And please, does anybody know where to find the “pound sterling” sign of a French laptop keyboard? :-)


Responses

  1. The universal way is to us the ASCII code by holding down the Alt key whilst pressing the ‘number’ keys 0 1 6 3 (Alt+0163). Trouble is laptop keyboards don’t have a separate numerical pad, so you have to use the FN key in addition. HTH.

  2. On mine it is just to the top left of the enter key, so $ plus shift =£.

  3. Thank you both for your suggestions. The strangest thing happened. The ASCII code didn’t work. I found the key Jon refers to, next to the ‘Enter’ key. It shares the space with the dollar sign and a little box with ears on each corner (no idea what that is).

    Anyway, that key produces only right square brackets in lower case, and right curly brackets in upper case, regardless of which combinations of shift, alt, fn, and ctrl keys I used.

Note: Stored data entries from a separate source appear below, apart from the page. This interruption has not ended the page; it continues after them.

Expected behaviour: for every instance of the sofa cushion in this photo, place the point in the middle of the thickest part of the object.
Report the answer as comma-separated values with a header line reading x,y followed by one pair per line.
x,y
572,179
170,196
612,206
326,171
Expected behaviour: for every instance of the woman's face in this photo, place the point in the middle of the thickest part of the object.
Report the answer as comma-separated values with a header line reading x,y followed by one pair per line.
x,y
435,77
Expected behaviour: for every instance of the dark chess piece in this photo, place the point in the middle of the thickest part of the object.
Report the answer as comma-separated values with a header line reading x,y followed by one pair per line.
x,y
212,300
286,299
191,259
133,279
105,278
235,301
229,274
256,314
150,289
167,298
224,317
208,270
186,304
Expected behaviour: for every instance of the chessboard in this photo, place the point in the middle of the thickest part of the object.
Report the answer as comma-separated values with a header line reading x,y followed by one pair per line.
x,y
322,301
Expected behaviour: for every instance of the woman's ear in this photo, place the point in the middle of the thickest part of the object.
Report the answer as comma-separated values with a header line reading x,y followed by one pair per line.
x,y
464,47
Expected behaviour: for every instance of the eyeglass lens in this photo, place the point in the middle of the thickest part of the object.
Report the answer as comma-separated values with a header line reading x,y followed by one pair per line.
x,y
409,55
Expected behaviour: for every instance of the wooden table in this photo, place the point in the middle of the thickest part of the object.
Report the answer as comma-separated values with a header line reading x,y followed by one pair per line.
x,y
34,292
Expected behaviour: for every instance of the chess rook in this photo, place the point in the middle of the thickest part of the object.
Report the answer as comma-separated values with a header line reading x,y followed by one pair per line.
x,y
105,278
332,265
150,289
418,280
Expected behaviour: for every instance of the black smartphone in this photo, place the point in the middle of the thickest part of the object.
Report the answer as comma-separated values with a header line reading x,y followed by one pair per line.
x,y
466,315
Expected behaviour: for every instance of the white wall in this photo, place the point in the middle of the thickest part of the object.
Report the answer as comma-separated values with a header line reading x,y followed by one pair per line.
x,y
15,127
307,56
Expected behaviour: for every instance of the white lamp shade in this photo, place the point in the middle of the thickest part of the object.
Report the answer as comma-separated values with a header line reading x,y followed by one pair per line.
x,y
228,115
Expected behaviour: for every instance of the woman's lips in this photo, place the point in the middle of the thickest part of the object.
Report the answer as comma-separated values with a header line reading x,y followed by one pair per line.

    But just now, as I was typing this, I was looking for double quotes and hit the Shift/3 key, and lo and behold, the elusive £ sign appears. I had already tested all the numerical keys with all the aforesaid combinations, to no effect.

    Somewhere a small magical creature has been at work. And so far, I am totally happy with Windows Vista. Probably spoken too soon, but up to now it has performed faultlessly.